Sunday, July 25, 2010

The Debate about Church's Thesis and its Converse: Arguments Against the Converse of Church's Thesis (Part 4.3 of Effective Versus Algorithmic Computability)



Section 4.3 (here in pdf-format) deals with arguments that were put forward against the "easier half", the less problematic converse of Church's thesis. Note that 'effectivity' was and is a favorite term used in the constructive philosophy of mathematics. So, who wonders that the existential quantifiers occurring in the thesis have been interpreted constructively? (4.3.1) "If you cannot provide a Turing program for computing some f (though there is an elegant nonconstructive proof that such exists), you cannot compute f effectively. You cannot compute it at all!" Church anticipated such objections quite early.
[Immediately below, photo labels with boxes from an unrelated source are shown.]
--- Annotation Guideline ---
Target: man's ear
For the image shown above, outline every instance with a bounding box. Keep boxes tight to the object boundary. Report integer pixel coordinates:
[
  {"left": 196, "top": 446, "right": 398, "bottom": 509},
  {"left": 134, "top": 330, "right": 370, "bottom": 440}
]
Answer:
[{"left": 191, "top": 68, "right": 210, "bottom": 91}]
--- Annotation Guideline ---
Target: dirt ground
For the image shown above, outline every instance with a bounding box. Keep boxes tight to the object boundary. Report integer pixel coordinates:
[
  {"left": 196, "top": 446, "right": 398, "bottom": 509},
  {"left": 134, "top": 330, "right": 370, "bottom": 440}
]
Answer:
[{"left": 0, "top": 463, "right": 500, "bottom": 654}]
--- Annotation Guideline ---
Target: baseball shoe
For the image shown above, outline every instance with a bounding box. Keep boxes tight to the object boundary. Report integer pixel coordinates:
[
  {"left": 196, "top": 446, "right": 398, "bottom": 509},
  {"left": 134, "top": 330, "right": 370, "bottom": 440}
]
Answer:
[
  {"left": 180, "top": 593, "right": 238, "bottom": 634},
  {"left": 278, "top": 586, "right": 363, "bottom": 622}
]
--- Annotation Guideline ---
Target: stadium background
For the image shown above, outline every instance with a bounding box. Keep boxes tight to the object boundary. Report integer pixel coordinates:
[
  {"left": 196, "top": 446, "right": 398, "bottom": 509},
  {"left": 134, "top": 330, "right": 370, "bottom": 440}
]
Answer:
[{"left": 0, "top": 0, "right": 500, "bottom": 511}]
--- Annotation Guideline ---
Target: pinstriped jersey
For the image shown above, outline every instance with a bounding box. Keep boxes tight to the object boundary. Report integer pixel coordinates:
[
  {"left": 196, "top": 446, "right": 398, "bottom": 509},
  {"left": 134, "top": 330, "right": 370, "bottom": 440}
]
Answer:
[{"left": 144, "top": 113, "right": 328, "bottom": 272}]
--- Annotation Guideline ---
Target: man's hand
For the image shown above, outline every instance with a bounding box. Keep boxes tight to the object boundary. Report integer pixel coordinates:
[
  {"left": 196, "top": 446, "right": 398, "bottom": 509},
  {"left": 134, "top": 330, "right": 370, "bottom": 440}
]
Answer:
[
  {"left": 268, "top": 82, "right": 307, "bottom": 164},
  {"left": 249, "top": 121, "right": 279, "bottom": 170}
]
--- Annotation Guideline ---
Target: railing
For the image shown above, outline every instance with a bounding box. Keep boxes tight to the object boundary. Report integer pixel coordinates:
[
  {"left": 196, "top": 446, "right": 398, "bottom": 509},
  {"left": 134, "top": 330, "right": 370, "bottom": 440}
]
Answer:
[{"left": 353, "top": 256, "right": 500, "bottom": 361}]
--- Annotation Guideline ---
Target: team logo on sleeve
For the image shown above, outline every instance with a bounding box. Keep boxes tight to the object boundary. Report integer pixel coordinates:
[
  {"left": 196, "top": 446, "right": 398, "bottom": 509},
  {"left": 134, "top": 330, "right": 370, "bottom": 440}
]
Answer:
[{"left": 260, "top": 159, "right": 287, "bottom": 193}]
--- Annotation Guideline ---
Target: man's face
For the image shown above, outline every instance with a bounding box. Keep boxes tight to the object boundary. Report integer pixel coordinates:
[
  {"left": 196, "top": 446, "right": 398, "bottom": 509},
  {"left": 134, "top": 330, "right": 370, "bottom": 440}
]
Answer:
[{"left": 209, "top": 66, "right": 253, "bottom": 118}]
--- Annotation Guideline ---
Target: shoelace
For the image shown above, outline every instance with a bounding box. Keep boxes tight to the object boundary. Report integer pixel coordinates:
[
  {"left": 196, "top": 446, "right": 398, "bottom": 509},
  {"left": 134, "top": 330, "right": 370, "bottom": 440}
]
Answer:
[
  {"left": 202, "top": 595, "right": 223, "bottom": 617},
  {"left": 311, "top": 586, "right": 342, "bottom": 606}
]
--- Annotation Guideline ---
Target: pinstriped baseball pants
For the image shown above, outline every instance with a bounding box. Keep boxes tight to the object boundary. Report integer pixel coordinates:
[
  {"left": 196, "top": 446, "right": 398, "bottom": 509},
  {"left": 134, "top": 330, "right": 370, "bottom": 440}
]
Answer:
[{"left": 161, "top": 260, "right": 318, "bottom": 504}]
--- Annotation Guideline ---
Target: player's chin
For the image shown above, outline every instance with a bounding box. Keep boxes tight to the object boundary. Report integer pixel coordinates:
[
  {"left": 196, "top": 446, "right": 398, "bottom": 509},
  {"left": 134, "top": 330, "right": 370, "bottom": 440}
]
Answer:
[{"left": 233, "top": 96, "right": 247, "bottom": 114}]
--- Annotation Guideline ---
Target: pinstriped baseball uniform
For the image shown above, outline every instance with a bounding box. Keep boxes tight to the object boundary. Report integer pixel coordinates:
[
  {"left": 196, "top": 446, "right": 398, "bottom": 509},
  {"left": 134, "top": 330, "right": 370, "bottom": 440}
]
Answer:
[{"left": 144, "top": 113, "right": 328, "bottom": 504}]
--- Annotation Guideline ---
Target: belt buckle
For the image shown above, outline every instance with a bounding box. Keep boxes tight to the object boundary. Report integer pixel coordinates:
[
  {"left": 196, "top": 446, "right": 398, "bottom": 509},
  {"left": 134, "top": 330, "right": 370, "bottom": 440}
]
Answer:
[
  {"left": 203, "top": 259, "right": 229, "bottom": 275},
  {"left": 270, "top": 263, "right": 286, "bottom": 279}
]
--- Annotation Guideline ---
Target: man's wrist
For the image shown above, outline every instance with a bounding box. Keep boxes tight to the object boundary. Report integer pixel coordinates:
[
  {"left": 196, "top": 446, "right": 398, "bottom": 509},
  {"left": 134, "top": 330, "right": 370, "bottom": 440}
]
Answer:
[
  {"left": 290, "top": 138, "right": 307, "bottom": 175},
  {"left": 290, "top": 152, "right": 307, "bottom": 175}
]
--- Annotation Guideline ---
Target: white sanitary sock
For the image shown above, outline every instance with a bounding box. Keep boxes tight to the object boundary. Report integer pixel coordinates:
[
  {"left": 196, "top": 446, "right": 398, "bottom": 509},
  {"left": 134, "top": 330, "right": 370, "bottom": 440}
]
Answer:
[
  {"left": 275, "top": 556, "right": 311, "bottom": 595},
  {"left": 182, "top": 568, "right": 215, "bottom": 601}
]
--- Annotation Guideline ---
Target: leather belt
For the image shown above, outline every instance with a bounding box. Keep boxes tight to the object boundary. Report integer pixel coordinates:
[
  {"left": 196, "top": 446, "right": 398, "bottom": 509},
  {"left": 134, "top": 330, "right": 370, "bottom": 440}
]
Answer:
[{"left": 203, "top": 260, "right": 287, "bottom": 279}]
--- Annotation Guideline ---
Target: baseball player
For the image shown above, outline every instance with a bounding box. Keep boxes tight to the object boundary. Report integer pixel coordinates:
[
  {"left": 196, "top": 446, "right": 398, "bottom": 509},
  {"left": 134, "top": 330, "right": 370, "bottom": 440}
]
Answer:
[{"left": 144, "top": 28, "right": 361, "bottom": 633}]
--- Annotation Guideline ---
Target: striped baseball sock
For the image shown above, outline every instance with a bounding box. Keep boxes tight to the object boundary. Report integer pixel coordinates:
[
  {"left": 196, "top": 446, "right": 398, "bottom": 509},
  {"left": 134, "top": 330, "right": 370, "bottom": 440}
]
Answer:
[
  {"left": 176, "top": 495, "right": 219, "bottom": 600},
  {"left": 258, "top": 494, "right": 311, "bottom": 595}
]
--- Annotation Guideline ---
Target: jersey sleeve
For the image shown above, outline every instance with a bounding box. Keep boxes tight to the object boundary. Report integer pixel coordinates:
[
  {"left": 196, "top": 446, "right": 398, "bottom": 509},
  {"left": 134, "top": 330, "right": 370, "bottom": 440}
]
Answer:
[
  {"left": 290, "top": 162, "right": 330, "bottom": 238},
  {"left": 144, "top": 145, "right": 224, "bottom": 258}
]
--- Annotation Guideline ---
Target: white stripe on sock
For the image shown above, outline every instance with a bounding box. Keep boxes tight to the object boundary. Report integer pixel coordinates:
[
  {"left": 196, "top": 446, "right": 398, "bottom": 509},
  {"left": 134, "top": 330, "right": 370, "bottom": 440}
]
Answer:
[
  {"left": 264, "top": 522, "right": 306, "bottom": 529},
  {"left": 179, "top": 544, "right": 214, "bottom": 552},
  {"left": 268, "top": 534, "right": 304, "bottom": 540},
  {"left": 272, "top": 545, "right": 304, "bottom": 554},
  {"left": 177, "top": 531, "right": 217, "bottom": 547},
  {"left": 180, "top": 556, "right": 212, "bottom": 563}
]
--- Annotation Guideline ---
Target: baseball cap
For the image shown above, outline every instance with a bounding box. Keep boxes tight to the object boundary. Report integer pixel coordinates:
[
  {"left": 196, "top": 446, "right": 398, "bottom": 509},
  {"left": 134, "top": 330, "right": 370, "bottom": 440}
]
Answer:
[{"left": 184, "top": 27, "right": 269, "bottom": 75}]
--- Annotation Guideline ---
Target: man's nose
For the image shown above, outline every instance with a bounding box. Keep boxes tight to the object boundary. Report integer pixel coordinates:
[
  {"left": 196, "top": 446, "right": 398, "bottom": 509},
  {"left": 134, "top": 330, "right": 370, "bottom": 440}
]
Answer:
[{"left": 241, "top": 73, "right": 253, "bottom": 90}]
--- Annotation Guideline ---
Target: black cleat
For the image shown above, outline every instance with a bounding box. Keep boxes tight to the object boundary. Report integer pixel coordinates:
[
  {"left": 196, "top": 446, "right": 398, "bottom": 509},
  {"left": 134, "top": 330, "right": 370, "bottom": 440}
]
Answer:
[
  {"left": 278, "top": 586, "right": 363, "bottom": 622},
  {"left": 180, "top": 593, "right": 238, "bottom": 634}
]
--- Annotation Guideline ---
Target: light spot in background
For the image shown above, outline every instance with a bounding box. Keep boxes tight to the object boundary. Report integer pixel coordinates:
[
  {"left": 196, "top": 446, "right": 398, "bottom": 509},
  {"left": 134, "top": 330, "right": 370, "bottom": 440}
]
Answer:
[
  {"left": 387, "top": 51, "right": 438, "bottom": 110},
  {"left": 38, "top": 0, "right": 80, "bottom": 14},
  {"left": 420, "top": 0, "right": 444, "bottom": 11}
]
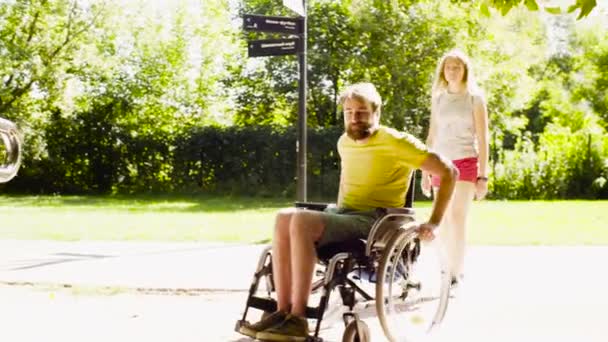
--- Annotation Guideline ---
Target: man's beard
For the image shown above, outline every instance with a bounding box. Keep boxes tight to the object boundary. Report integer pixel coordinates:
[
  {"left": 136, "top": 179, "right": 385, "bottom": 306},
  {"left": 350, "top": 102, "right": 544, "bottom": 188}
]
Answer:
[{"left": 346, "top": 122, "right": 372, "bottom": 140}]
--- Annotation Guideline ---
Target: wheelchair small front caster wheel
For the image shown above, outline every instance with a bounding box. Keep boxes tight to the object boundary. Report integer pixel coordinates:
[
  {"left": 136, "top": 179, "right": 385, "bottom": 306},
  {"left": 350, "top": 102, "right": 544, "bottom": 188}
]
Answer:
[{"left": 342, "top": 320, "right": 371, "bottom": 342}]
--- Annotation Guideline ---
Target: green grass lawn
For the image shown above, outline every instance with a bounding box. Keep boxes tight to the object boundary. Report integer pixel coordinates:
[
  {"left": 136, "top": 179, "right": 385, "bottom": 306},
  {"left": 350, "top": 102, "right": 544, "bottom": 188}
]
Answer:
[{"left": 0, "top": 196, "right": 608, "bottom": 245}]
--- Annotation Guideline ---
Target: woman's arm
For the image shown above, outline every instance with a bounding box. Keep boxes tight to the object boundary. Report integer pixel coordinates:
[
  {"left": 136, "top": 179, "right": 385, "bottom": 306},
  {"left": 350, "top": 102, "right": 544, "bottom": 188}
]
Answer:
[{"left": 473, "top": 97, "right": 490, "bottom": 177}]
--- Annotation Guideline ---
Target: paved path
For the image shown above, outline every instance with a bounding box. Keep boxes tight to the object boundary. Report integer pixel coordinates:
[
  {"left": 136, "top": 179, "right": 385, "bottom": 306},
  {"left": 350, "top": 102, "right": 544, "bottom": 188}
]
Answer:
[{"left": 0, "top": 240, "right": 608, "bottom": 342}]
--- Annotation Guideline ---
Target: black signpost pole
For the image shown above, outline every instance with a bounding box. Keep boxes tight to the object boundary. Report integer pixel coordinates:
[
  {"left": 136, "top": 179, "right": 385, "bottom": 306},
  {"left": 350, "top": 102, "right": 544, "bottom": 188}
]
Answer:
[
  {"left": 297, "top": 0, "right": 308, "bottom": 202},
  {"left": 243, "top": 0, "right": 308, "bottom": 202}
]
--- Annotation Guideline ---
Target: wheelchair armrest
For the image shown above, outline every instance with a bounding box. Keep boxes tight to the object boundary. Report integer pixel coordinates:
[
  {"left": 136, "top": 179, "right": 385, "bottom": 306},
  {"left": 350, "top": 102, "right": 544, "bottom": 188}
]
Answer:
[{"left": 294, "top": 202, "right": 329, "bottom": 211}]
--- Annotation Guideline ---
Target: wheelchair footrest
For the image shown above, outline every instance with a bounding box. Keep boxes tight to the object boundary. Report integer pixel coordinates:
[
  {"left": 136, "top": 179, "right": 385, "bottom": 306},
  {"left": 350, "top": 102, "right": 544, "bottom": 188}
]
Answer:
[
  {"left": 247, "top": 296, "right": 321, "bottom": 319},
  {"left": 247, "top": 296, "right": 277, "bottom": 312}
]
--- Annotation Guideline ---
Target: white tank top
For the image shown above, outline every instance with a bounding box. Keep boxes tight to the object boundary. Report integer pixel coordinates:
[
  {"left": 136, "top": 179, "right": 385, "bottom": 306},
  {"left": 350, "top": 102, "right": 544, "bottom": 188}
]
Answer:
[{"left": 432, "top": 92, "right": 479, "bottom": 160}]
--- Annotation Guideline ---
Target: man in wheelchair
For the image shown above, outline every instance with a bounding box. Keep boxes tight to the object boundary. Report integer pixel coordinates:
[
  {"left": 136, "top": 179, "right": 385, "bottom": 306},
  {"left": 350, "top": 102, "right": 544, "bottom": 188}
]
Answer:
[{"left": 237, "top": 83, "right": 457, "bottom": 341}]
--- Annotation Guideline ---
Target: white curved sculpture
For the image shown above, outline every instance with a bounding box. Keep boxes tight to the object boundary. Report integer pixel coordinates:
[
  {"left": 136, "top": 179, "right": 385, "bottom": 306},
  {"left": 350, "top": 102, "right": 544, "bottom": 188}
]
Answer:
[{"left": 0, "top": 118, "right": 21, "bottom": 183}]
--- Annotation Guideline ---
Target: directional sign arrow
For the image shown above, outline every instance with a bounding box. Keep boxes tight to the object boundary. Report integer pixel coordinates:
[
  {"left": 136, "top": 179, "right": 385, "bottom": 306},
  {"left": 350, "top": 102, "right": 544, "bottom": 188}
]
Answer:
[
  {"left": 247, "top": 38, "right": 302, "bottom": 57},
  {"left": 243, "top": 14, "right": 303, "bottom": 34}
]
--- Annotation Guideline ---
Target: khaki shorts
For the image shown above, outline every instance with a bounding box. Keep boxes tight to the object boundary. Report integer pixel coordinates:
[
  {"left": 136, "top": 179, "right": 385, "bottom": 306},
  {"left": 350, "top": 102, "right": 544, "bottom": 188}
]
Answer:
[{"left": 317, "top": 207, "right": 377, "bottom": 247}]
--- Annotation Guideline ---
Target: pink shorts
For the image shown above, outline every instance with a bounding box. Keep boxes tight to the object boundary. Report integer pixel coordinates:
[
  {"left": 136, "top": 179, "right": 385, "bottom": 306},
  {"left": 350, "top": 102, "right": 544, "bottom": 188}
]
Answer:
[{"left": 431, "top": 157, "right": 479, "bottom": 188}]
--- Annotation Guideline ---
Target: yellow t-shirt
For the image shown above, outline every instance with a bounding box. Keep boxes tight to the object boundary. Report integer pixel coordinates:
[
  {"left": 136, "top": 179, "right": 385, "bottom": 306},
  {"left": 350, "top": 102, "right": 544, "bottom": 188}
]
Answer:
[{"left": 338, "top": 126, "right": 428, "bottom": 210}]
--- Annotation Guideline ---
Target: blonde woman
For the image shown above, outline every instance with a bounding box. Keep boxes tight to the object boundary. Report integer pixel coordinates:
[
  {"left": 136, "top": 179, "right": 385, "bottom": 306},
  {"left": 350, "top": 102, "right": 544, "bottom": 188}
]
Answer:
[{"left": 421, "top": 50, "right": 489, "bottom": 285}]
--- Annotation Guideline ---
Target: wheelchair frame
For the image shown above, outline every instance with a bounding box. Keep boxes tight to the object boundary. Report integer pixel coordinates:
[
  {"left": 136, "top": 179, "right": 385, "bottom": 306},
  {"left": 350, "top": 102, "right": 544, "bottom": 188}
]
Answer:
[{"left": 235, "top": 176, "right": 449, "bottom": 342}]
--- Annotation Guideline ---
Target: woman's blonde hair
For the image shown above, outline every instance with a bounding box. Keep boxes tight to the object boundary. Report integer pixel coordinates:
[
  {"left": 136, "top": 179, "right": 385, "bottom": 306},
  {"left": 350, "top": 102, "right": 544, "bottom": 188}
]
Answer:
[{"left": 432, "top": 49, "right": 481, "bottom": 97}]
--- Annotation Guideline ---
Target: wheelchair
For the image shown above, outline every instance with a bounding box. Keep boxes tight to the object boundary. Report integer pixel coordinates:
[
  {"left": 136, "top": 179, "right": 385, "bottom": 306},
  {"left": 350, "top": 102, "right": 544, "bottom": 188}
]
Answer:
[{"left": 235, "top": 177, "right": 451, "bottom": 342}]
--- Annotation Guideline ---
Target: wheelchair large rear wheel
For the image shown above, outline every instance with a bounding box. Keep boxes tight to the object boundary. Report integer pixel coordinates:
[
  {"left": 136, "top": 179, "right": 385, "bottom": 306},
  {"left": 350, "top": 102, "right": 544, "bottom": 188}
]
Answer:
[{"left": 376, "top": 228, "right": 450, "bottom": 342}]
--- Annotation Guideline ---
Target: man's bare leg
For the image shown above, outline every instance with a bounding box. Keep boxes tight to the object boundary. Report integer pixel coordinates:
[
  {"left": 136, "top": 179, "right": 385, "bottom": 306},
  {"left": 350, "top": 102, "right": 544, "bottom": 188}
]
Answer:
[
  {"left": 289, "top": 211, "right": 325, "bottom": 317},
  {"left": 272, "top": 208, "right": 297, "bottom": 312}
]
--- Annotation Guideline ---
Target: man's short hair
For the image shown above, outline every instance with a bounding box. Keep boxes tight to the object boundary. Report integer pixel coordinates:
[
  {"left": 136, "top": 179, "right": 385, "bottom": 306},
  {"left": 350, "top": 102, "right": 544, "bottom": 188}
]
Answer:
[{"left": 338, "top": 82, "right": 382, "bottom": 114}]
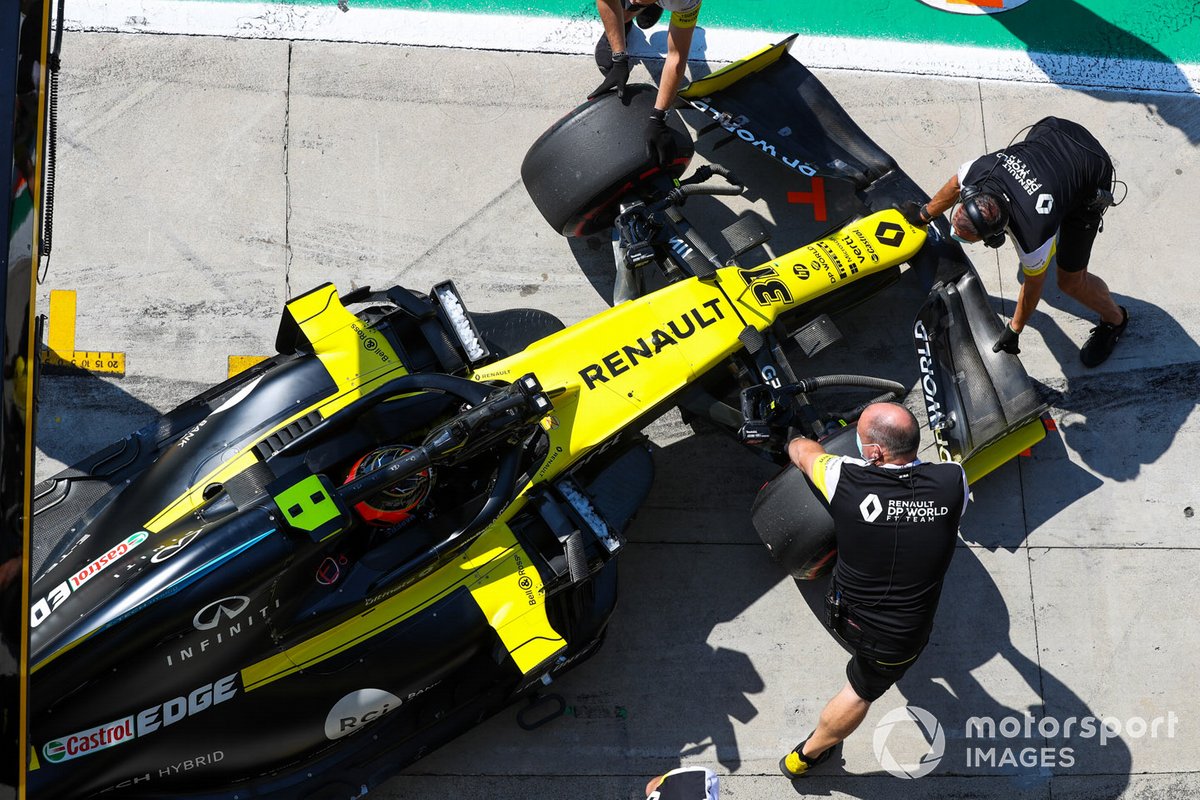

A detailed discussion of his "confusing" answer, given in his famous footnote 10 of [1936a], precedes Section 4.3.1.1. There, the vicious circle argument of Rosza Péter and the alleged (hardly known) counter-examples of Arendt Heyting are exhibited. Péter's argument deals with the impossibility of defining the notion "effectively computable" by means of nonconstructive existential quantifiers. Heyting's examples are finite (and therefore recursive) predicates for which we probably will never know an algorithm. Heyting's examples are rejected, as are the "excentric" examples of Sections 4.3.1.2 – 4.3.1.3. The latter additionally contains the presentation of philosopher G. Lee Bowie's argument [1974] for the intensionality of the context '…is effectively computable'. The view that the only effectively computable functions are the primitive recursive ones is discussed in Section 4.3.2. In 4.3.3 it is called in question whether a recursive function may justly be called computable in case there is not enough time and space available to calculate even small arguments, while finally, in Section 4.3.4 we ask whether it is 'effective' when we don't know whether the computation takes one day, one week, or longer than the universe exists.